After receiving hundreds of requests for help from Afghans fearing for their safety, Rainbow Railroad, a group that helps LGBTQ people escape persecution, has worked with a British charity called Stonewall to help airlift members of the community to the U.K.
The first group of 29 people boarded a military flight Friday bound for an undisclosed location in the U.K., the British Foreign, Commonwealth and Development Office announced.
"Rainbow Railroad's hope is that they will be the first of hundreds more arriving in the U.K. through this scheme, and that other governments, notably the American and Canadian governments, will partner with us on similar operations," said Eric Wright, the Canadian charity's communications officer, in a news release on Friday.

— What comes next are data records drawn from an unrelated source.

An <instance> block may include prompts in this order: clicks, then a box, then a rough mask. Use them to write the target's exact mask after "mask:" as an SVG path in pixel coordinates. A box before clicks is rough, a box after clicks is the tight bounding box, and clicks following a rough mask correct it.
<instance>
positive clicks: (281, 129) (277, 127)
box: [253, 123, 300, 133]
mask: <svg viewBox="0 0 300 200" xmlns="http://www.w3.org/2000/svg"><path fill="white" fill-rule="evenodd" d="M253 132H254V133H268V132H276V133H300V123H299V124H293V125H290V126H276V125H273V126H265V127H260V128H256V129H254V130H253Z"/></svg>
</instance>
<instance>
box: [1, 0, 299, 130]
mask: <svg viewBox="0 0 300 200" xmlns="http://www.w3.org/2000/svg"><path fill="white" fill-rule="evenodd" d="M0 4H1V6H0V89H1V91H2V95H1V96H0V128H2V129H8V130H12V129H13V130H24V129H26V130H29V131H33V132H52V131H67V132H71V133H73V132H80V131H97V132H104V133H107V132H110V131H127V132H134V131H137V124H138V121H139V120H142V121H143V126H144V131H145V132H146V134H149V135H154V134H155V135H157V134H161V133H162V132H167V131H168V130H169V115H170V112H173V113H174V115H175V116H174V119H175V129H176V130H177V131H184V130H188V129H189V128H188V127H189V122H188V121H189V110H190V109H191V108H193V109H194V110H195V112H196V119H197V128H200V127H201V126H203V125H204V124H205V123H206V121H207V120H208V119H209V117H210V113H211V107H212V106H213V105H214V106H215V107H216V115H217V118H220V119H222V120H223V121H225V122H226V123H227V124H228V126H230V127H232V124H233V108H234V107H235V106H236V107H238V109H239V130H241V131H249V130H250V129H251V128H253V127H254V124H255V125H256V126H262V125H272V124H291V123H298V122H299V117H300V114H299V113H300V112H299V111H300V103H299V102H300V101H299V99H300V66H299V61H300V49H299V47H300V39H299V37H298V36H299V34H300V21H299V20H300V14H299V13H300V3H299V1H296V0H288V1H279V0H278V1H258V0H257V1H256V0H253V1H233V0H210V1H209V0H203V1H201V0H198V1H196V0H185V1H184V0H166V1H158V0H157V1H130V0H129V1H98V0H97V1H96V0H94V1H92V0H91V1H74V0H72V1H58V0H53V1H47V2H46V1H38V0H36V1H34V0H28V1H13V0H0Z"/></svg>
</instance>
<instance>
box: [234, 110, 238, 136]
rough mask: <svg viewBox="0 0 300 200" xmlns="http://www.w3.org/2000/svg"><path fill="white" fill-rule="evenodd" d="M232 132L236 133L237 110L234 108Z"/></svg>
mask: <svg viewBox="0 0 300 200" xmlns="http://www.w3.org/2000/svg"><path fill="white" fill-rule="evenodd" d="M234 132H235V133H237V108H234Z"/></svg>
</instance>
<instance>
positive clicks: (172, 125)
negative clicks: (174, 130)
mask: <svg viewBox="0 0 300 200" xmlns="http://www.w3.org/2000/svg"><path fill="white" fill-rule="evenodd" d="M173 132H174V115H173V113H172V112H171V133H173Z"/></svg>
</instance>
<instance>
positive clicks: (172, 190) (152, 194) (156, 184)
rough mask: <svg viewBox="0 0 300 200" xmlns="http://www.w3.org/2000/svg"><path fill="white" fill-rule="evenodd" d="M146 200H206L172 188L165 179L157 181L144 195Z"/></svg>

After the group quarantines in a hotel, they will then be resettled in Britain.
Wright said some of the 29 are students and others are defenders of LGBTQ rights in Afghanistan, making them targets for the Taliban.
Homosexuality is criminalized under Afghan law, with offenders facing imprisonment or a maximum penalty of death. A 2020 report from the U.S. Department of State on human rights in Afghanistan found that LGBTQ people faced discrimination in employment and health-care, and they are also vulnerable to beatings and sexual assault by security forces.
The campaign involved "months of partnership development, and direct advocacy to the U.K. government at the highest levels", Wright said, including an urgent letter sent to U.K. Foreign Secretary Dominic Raab and Prime Minister Boris Johnson on Aug. 27, just days before the evacuation efforts from Kabul ended. The last U.S. plane left Hamid Karzai International Airport on Aug. 30.
The letter, jointly signed by Stonewall chief executive Nancy Kelley and Rainbow Railroad executive director Kimahli Powell, requested urgent help to airlift LGBTQ Afghans, who were "at extreme risk of torture and death at the hands of the Taliban and already living in fear for their lives."
The two charities complied a list of 200 people who were in easy distance of Kabul's airport, hoping to airlift "as many people on this list as possible" before the airlift efforts ended. However, the U.K. pulled out of Afghanistan the following day.
The list of people awaiting evacuation has grown since then, and while the spokesman couldn't give a specific figure, he said "hundreds" were still awaiting evacuation.
Rainbow Railroad says it has received more than 700 requests for help from LGBTQ people in Afghanistan since the Taliban took over. The group says that's more than a quarter of the number of requests for help that come in each year from all over the world. As a result, the group has hired extra staff specifically to triage Afghanistan cases.
Only 29 people could be airlifted at one time because of the the operation and the extreme security risks that arise with the movement of people across borders, Wright said, as well as the Taliban actively pursuing LGBTQ people, their limited mobility due to fear of violence and the lack of help from other governments, other than the U.K.
Wright called on the Canadian government to step in to help so LGBTQ people could also be resettled in Canada.